Quasi non fa più notizia che l’Italia sia per il resto dei Paesi europei un modello da emulare, che quanto fatto di buono dal Governo Meloni viene esattamente seguito da altri governi del continente, anche se di colore politico differente. Resta però una dimostrazione chiara di come l’Italia stia seguendo la direzione corretta e, soprattutto, di come, in virtù dei suoi ottimi risultati, sia riuscita ad aprire gli occhi a mezza Europa su pericoli da evitare e linee guida da seguire.
L’Europa si desta dall’ideologia no-border
Il modello Italia riguarda specialmente l’immigrazione, e in merito i buoni risultati non sono affatto pochi: dal calo drastico degli sbarchi nel giro di un anno alla rinata cooperazione internazionale con i Paesi del Nord Africa, dal calo delle morti in mare nella tratta del Mediterraneo centrale (quella che unisce Italia, Malta, Tunisia e Libia) al decremento del business dei trafficanti di esseri umani e delle mafie a cui si ricollegano. Keir Starmer, boicottato il Piano Ruanda formulato dal suo predecessore Rishi Sunak, è arrivato a Roma, nelle scorse settimane, per studiare con Meloni una nuova strategia per l’immigrazione e prevedendo un nuovo accordo tra Gran Bretagna ed Estonia sul modello dell’intesa tra Italia e Albania. La Germania, allo stesso modo, chiude i confini e annuncia il pugno duro contro l’incursione dei migranti e il loro ingresso illegale, riprendendo a modello proprio il Piando Ruanda di Sunak. È un’Europa che, sotto impellente necessità e dietro l’esempio del Governo Meloni, si desta dalla sua ideologia no-border e capisce che un’alternativa, alla mera gestione dei flussi, è possibile nonché necessaria.
“Quello che conta sono i risultati”
Anche la Francia, adesso, si aggiunge alla lista di Paesi che “copiano” l’Italia. Il nuovo governo di Michel Barnier ha aperto le vedute verso una strategia anti-immigrazionista, in completa rottura con il recente passato del Paese, affossato dall’ideologia macroniana. Se non è stato creato un ministero ad hoc sull’immigrazione, cosa che invece si ebbe sotto la presidenza di Sarkozy, il ministro dell’Interno Bruno Retailleau ha inoltrato ai prefetti francesi due circolari per una riduzione dell’immigrazione, illegale ma anche legale. Il modello italiano da seguire è quello degli accordi con i Paesi nord-africani, come ha fatto trapelare Le Monde: il titolare dell’Interno, infatti, avrebbe già pronta una strategia per entrare in contatto con questi Paesi e aprire una nuova fase di cooperazione virtuosa tra Stati. Inoltre, sarebbe già pronta una task force italo-francese con base a Ventimiglia, come annunciato al G7 dei ministri dell’Interno della scorsa settimana svoltosi in provincia di Avellino. “Quello che conta sono i risultati” avrebbe detto ai prefetti francesi.
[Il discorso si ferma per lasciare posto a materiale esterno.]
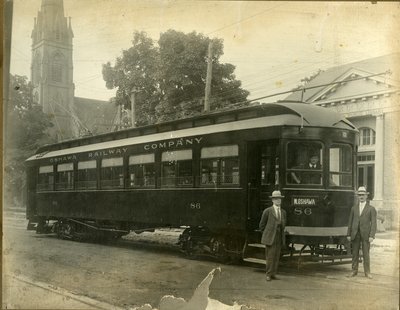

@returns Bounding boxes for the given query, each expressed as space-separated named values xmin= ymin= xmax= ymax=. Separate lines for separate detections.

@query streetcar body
xmin=26 ymin=102 xmax=357 ymax=255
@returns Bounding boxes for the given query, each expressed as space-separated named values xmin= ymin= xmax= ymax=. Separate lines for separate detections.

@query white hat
xmin=357 ymin=186 xmax=369 ymax=195
xmin=269 ymin=191 xmax=285 ymax=199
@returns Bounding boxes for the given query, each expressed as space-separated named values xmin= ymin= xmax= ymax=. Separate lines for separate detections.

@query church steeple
xmin=31 ymin=0 xmax=75 ymax=139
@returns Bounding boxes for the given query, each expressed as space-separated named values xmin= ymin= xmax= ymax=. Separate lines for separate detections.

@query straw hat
xmin=357 ymin=186 xmax=369 ymax=195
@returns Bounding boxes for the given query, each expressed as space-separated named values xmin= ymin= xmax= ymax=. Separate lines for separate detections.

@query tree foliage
xmin=4 ymin=75 xmax=55 ymax=207
xmin=103 ymin=30 xmax=249 ymax=125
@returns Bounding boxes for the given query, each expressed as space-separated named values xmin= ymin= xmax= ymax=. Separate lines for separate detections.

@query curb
xmin=3 ymin=275 xmax=126 ymax=310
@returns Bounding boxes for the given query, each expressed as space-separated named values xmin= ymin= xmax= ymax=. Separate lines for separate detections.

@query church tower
xmin=31 ymin=0 xmax=76 ymax=141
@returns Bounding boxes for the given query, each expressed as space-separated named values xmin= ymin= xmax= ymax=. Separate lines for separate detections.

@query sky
xmin=10 ymin=0 xmax=400 ymax=101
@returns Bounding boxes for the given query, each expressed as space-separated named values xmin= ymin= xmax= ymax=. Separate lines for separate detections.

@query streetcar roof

È dunque solo l’ultimo caso di uno Stato europeo che segue la strategia italiana, quella di Giorgia Meloni e di un centrodestra che fin dal suo insediamento a Palazzo Chigi ha lavorato affinché i confini italiani tornassero sicuri, nel rispetto delle nostre leggi. Poche settimane fa, dato l’incremento folle degli sbarchi, specialmente verso le Isole Canarie, il presidente spagnolo Pedro Sanchez ha aperto una fase di dialogo con i Paesi del Nord Africa. Sembra dunque finito il periodo in cui Paesi esteri finanziavano Ong per allontanare dai propri confini il rischio di un boom di sbarchi addossando oneri e colpe all’Italia. Fallita la strategia, anche i più forti sostenitori delle teorie no-border, aspri oppositori delle politiche anti-immigrazioniste della destra europea e di Fratelli d’Italia, sono costretti a tornare indietro, a fare dietrofront e a sposare la strategia del governo italiano.